Frequently Asked Questions
What is this site for?
mpdata.uk collects and structures publicly available data on Members of Parliament — their voting records, debate contributions, registered financial interests, and party funding. The goal is to make information that already exists easier to find, compare, and understand. We do not add editorial judgment about individual MPs.
Where does the data come from?
The primary source is the official Parliament API, which provides voting records, debate contributions, MP details, and registered interests. Party donation data comes from the Electoral Commission. Full details of data sources and update timestamps are on our Data Sources page.
How current is the data?
Voting and contribution data is updated nightly. Registered interests, member details, and government posts are updated regularly — exact timestamps for each dataset are on the Data Sources page.
Why do you show metrics like voting participation rates and debate counts?
Because they are factual, measurable, and drawn from the public record. Voting participation, debate contributions, and registered interests are all things Parliament itself records — we surface that data in one place in a structured, comparable form.
That said, we are deliberate about what these numbers can and cannot tell you.
So what can't the numbers tell me?
Quite a lot. A high voting participation rate does not mean an MP is scrutinising legislation carefully — it may mean they are voting along party lines without independent analysis. A low debate contribution count may mean an MP is doing detailed committee work, constituency casework, or extensive research that simply doesn't show up in Hansard. Similarly a high number of registered interests does not automatically mean they are ignoring their constituents in favour of carrying out other activities. For example some MPs take up legal action on behalf of their constituents and receive pro bono legal aid which is counted among their registered interests.
There is a well-documented problem with measurement - when a metric becomes a target, it tends to stop being a good measure of the thing it was meant to capture. An MP optimising their debate count or participation rate for appearances would be gaming numbers rather than doing their job. I've written about this sort of problem in more depth on my blog in relation to Goodhart's Law.
There is a related problem in how institutions manage information: what gets counted and recorded reflects what is easy to count, not necessarily what matters. Parliamentary activity that is visible — votes, speeches, written questions — is recorded. The phone calls, the casework surgeries, the behind-the-scenes negotiations are not. This site can only show you what Parliament records.
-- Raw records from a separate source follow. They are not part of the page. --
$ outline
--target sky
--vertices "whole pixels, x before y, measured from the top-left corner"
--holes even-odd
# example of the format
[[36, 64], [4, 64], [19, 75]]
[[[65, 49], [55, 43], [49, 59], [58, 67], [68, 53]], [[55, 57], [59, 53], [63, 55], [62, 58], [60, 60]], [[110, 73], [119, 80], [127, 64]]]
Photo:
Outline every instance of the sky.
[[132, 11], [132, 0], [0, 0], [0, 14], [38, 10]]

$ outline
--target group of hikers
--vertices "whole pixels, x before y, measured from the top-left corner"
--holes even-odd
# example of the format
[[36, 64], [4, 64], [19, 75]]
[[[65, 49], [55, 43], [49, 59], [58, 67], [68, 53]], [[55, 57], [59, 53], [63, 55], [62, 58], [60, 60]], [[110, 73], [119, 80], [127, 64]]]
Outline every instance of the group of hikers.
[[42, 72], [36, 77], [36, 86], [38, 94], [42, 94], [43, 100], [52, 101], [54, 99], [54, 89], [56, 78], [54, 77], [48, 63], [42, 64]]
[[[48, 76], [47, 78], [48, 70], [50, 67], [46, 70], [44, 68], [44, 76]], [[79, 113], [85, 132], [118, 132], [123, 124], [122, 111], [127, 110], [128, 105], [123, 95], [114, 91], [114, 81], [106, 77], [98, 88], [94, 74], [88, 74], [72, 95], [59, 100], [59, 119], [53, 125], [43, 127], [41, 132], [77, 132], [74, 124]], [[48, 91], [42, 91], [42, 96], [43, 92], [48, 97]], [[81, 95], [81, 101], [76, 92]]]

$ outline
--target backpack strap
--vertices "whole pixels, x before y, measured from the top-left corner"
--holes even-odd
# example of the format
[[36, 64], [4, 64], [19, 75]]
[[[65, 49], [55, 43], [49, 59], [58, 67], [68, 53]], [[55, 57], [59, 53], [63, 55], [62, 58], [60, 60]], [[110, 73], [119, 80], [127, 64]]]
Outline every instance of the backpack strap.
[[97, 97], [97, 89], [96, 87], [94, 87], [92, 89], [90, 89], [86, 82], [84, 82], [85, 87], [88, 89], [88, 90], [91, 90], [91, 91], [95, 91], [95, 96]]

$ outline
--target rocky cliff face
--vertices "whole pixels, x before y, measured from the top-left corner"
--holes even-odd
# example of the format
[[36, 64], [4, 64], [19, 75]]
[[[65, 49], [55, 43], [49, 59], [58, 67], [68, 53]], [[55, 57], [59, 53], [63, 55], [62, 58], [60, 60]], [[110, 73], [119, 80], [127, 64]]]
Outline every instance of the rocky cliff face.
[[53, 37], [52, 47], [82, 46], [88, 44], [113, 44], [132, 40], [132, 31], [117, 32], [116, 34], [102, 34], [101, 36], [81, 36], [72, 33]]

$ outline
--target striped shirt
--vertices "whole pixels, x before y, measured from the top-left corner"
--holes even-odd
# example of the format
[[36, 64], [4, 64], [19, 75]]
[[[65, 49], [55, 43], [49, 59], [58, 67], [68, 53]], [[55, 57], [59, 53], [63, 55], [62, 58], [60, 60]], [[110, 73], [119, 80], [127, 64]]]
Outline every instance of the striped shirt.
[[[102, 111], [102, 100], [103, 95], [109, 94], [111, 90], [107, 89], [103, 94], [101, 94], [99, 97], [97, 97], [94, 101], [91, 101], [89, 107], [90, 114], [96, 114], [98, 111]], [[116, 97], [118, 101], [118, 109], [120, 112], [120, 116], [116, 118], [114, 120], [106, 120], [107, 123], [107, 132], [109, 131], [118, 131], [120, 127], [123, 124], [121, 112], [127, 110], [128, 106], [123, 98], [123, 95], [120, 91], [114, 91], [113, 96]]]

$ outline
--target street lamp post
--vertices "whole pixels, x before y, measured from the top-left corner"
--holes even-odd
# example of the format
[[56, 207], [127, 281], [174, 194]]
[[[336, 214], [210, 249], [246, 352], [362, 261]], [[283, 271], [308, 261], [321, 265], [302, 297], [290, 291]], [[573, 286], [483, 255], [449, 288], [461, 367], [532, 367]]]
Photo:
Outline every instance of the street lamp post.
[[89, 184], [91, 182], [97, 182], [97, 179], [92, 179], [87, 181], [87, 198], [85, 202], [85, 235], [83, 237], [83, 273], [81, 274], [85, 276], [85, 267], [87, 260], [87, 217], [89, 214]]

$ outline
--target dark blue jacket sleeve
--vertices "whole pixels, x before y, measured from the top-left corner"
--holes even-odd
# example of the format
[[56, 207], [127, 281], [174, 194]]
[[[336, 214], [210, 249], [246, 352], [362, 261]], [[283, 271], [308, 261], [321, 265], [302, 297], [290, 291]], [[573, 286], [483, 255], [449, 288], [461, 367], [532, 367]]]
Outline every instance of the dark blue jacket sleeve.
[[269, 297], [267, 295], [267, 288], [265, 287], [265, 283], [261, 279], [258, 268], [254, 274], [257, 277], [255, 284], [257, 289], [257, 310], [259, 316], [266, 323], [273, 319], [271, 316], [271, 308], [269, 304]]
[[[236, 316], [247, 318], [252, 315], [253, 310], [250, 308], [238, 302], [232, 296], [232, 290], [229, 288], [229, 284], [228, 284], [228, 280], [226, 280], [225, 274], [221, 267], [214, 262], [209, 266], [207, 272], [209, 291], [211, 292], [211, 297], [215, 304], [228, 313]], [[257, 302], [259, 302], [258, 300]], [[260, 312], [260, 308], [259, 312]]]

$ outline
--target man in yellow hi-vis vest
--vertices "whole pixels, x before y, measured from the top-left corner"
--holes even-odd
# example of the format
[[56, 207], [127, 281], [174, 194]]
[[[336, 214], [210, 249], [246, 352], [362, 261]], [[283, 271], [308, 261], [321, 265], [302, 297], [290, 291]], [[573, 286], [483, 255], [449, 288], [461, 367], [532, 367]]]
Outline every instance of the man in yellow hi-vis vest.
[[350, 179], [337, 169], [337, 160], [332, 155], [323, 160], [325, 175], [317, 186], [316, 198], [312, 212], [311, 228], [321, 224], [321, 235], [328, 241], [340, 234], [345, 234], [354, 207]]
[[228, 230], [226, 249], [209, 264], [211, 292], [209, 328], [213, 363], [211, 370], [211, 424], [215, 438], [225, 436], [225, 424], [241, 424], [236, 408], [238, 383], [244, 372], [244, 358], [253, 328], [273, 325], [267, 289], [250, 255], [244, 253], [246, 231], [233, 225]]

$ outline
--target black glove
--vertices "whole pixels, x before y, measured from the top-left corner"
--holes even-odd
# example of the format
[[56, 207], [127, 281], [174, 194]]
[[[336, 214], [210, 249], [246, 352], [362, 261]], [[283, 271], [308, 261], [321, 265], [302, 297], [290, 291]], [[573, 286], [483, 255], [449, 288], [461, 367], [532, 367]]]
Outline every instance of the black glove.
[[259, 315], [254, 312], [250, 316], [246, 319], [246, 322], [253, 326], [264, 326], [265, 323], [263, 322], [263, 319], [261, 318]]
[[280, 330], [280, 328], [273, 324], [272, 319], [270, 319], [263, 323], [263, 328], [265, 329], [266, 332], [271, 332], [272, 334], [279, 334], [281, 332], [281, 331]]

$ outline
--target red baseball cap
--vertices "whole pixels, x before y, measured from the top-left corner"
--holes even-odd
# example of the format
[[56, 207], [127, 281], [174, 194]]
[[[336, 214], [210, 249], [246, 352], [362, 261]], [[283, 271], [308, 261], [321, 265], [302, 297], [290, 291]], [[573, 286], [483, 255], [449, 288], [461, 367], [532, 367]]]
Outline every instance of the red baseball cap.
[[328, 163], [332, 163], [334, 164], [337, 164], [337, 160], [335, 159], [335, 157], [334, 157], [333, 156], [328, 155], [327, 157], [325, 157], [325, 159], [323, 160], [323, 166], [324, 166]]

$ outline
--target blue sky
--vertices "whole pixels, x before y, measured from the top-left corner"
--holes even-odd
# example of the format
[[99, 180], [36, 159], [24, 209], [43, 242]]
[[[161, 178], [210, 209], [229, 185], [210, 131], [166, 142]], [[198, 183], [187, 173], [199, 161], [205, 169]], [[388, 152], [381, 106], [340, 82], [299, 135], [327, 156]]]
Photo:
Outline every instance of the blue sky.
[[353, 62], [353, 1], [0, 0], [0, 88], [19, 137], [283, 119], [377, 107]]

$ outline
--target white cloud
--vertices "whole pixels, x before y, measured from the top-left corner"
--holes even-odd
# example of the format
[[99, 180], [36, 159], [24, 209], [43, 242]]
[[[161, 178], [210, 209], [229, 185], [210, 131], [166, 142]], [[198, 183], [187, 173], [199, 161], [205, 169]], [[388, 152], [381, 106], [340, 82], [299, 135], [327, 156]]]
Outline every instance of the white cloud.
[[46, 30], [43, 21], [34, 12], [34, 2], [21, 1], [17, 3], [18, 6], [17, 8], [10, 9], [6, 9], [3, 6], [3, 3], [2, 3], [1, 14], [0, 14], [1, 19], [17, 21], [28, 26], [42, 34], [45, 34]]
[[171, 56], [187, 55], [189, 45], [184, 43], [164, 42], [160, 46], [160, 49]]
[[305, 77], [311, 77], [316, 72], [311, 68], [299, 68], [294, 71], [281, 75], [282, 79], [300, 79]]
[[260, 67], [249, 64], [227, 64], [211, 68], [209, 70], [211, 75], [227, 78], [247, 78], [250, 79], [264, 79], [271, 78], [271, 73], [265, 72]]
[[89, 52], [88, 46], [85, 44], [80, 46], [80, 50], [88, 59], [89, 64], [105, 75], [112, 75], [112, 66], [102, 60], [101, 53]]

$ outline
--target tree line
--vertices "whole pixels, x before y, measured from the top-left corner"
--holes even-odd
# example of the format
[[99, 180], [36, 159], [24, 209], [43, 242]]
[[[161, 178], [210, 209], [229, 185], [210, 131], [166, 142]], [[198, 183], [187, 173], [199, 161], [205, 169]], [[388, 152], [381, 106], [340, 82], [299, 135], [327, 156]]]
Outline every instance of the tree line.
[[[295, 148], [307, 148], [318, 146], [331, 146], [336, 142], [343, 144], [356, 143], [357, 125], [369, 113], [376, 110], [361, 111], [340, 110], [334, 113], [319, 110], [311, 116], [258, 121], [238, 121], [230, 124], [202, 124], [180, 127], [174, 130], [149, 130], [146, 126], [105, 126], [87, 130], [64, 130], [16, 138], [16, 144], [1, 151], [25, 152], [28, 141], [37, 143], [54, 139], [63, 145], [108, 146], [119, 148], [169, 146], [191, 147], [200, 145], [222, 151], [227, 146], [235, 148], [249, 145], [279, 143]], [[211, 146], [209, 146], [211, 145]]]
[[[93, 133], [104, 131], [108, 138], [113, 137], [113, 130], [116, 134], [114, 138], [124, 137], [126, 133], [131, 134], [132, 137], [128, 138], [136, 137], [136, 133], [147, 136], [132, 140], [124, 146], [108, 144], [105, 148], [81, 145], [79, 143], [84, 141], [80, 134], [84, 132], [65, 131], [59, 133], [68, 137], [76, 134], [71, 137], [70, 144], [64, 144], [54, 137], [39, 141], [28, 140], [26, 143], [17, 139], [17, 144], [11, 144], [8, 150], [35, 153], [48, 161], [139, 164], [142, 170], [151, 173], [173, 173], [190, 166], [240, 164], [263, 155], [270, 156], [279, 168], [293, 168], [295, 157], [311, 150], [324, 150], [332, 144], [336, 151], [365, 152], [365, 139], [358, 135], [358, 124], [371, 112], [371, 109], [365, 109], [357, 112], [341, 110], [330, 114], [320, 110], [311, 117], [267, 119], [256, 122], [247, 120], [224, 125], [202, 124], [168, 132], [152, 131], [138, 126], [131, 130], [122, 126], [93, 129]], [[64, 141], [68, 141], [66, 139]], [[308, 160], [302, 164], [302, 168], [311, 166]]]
Are you making judgments about MPs?
No. The site presents data. Where we provide context — such as how an MP's participation rate compares to others — that comparison is statistical, not editorial. We do not characterise any level of activity as good or bad.
How are registered interests handled?
Every interest is displayed exactly as submitted to Parliament's Register of Members' Financial Interests. We add structure — categories, filters, comparisons — to help users navigate the data, but we do not add narrative judgment about whether any interest is appropriate or problematic.
What is the AI-generated content on MP profiles?
MP profile summaries are generated using an AI model (Claude, by Anthropic). These summaries are produced exclusively from structured data we hold — the model is explicitly instructed not to draw on its own knowledge of MPs. All statistics cited in summaries are drawn directly from our database. Summaries are dated so you can see when they were generated.
AI-generated prose should be treated as an accessible entry point into the data, not as an authoritative source. For definitive information, refer to the underlying statistics and official Hansard records.
Can I use this data for research or journalism?
Yes. The underlying data is sourced from Parliament and the Electoral Commission, both of which publish it as open data. If you use mpdata.uk as a starting point, we would ask that you verify figures against primary sources before publishing.
Who are you?
I’m a freelance developer and occasional blogger. Sometimes I write about politics and in writing a post about Reform UK found the way existing sites presented this data quite unsatisfactory. It tended towards sensationalist articles of the "MP rakes in thousands of pounds from a second job" style without giving any frame of reference for the figures - comparisons to other MPs, changes over time, and so on. I then discovered the parliament.uk API which is the source for most of this data. I created this project as a way of understanding and interpreting that data, to use it in my blog and hopefully to make it useful to other people too.